= Mauno Järvelä =

Mauno Järvelä (born 25. November 1949) is a Finnish fiddler, violinist and music pedagogue. He is the uncle of Arto Järvelä, and both of them are members in the successful folk music group JPP, whose roots are the pelimanni tradition from Kaustinen. Mauno Järvelä also plays in Timo Alakotilas tango project Unto Tango Orchestra (Tango-orkesteri Unto) together with, among others, Maria Kalaniemi.

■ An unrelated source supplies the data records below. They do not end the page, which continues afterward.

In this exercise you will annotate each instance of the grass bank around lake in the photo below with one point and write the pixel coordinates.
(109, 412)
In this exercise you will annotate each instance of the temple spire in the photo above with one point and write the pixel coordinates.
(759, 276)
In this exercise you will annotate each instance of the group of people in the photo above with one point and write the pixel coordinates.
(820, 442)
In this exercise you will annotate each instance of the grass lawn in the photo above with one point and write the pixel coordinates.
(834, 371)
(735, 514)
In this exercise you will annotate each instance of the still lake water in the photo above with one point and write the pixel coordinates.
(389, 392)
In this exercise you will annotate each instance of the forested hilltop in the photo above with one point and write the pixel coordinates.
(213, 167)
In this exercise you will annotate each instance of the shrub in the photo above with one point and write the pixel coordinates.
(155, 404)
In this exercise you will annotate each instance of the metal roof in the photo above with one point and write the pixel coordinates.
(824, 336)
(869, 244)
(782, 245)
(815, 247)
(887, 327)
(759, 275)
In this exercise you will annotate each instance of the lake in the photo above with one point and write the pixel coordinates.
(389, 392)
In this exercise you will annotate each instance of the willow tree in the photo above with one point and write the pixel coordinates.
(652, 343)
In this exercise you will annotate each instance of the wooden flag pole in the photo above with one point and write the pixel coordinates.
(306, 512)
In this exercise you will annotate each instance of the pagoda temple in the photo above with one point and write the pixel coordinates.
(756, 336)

Mauno Järvelä was born in Kaustinen and learned fiddling from his father, Johannes Järvelä, himself the son of the well known wedding fiddler Antti Järvelä. Mauno was also trained as a classical violinist at the Sibelius Academy before they had a department for folk music, and he has worked as a violinist in symphony orchestra. In the 2000s (decade), he has so far (2005) been active mainly as music teacher, teaching adults and children in Kaustinen to play the violin using both folk music and classical training, and partly learning by ear. The children's project in Kaustinen is called Näppärit (roughly "the pluckers"). His teaching method is partly related to the Suzuki method and is widely nicknamed the sisuki method (after the Finnish concept sisu).

He also plays an important part in arranging folk music projects including young people from all the Nordic countries, based on the notion that traditional Nordic dance music from the different Nordic countries have much in common.